Buleleng, 9 Februari 2026 - Dinas
Pemberdayaan Masyarakat dan Desa, Pengendalian Penduduk dan Keluarga Berencana
(PMDPPKB) Kabupaten Buleleng menghadiri Undangan Sosialisasi Percontohan Desa
Antikorupsi Tahun 2026 yang di laksanakan di Desa Pemuteran, Kecamatan Gerokgak
pada Senin, 9 Februari 2026.
Kegiatan ini dihadiri oleh Inspektur
Pembantu Wilayah V (Irban 5) Inspektorat Kabupaten Buleleng, Perbekel Desa
Pemuteran, Perangkat Desa, Ketua Badan Permusyawaratan Desa (BPD) dan Ketua
Badan Usaha Milik Desa (Bumdes) berserta anggota di lingkup Desa Pemuteran.
Dinas PMDPPKB dalam kesempatan ini diwakili oleh Kepala Bidang Pemerintahan
Desa (Pemdes), Madong Hartono, S.Pd berserta dengan staf.
Kegiatan diawali dengan sambutan
oleh Perbekel Desa Pemuteran yang dalam kesempatan ini diwakili oleh Sekretaris
Desa. Dalam sambutannya menyampaikan selamat datang kepada tim sosialisasi
serta memohon arahan terkait dengan Replikasi Desa Anti Korupsi. Kegiatan
kemudian dilanjutkan dengan arahan oleh Kepala Bidang Pemdes, dalam arahannya
memaparkan terkait dengan sosialisasi Replikasi Desa Antikorupsi dan mendorong
Pemerintah Desa dan Kelembagaan Desa untuk berperan dalam pemenuhan dokumen
bukti dukung Replikasi Desa anti Korupsi.
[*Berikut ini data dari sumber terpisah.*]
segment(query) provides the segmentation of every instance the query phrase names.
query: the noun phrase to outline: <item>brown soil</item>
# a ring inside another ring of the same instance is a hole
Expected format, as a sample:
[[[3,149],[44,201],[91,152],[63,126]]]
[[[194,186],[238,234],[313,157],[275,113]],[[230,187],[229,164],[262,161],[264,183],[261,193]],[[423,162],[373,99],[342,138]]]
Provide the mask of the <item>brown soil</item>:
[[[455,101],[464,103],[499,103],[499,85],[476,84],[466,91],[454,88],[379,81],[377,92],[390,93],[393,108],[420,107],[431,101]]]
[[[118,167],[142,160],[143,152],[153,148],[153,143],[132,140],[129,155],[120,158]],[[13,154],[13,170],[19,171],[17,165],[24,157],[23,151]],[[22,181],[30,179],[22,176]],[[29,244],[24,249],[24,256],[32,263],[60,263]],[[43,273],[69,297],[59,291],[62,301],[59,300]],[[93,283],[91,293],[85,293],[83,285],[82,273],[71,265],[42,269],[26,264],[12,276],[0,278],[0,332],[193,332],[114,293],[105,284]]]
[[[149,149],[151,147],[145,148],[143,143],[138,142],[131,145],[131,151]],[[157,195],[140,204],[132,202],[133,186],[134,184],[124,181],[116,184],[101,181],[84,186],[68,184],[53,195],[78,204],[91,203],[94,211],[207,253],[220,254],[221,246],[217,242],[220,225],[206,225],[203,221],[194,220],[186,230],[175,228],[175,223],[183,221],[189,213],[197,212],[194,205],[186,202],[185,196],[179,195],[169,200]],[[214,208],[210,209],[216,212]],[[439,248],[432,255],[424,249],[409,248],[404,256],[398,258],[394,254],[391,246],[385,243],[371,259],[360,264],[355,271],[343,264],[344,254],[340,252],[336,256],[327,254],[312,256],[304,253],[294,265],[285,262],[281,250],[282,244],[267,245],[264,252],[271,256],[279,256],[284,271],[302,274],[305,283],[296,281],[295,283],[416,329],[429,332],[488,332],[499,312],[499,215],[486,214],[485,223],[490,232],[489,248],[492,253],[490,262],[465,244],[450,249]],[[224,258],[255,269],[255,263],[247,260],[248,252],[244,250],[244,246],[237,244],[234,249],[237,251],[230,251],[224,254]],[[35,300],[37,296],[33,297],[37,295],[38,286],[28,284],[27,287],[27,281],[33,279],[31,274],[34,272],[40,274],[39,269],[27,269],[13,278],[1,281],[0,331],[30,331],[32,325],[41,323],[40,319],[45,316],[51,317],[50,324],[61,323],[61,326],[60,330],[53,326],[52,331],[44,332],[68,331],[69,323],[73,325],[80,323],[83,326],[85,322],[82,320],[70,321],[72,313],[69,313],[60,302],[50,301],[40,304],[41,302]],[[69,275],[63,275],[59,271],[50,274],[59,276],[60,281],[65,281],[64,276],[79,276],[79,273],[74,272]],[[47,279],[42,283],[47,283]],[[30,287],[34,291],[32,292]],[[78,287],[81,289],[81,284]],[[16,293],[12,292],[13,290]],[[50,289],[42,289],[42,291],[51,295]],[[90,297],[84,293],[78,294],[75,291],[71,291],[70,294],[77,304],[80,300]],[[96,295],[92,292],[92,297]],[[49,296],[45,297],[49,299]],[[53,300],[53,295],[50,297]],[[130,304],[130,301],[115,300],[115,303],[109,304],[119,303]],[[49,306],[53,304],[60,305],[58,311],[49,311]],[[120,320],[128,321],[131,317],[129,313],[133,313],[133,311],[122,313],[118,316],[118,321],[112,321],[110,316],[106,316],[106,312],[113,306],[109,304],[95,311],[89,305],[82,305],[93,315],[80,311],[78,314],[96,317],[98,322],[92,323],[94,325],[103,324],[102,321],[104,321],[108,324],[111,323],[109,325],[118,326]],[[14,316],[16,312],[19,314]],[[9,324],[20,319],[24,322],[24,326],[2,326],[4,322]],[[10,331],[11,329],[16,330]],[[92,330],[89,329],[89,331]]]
Kegiatan kemudian dilanjutkan
dengan penyampaian jadwal pemenuhan bukti dukung yang memiliki batas akhir
hingga akhir bulan Februari oleh Irban 5 Inspektorat Kabupaten Buleleng. Dalam
hal pemenuhan bukti dukung untuk Replikasi Desa Anti Korupsi terdapat komponen
dan indikator yang harus dipenuhi. Pada kesempatan ini, Penelaah Teknis
Kebijakan PMDPPKB Kabupaten Buleleng, Luh Wartami, S.Sos., mepaparkan terkait
dengan 5 komponen dengan total keseluruhan indikator sebanyak 18 indikator yang
harus di penuhi.
Secara garis besar, kegiatan
sosialisasi yang dilaksanakan dapat berjalan dengan lancar dan tanpa ada
kendala berarti. Melalui kegiatan ini Desa Pemuteran diharapkan dapat
melengkapi dan memenuhi bukti dukung yang dibutukan untuk Replikasi Desa Anti
Korupsi Tahun 2026.
Dinas PMDPPKB melalui kegiatan ini,
menyampaikan dukungan terhadap pelaksanaan Replikasi Desa Anti Korupsi sebagai
salah satu upaya strategis dalam mendorong terwujudnya pemerintahan desa yang
baik (good governance), serta berharap pemerintah desa dapat menerapkan
prinsip transparansi, akuntabilitas, serta pelayanan publik yang berkualitas.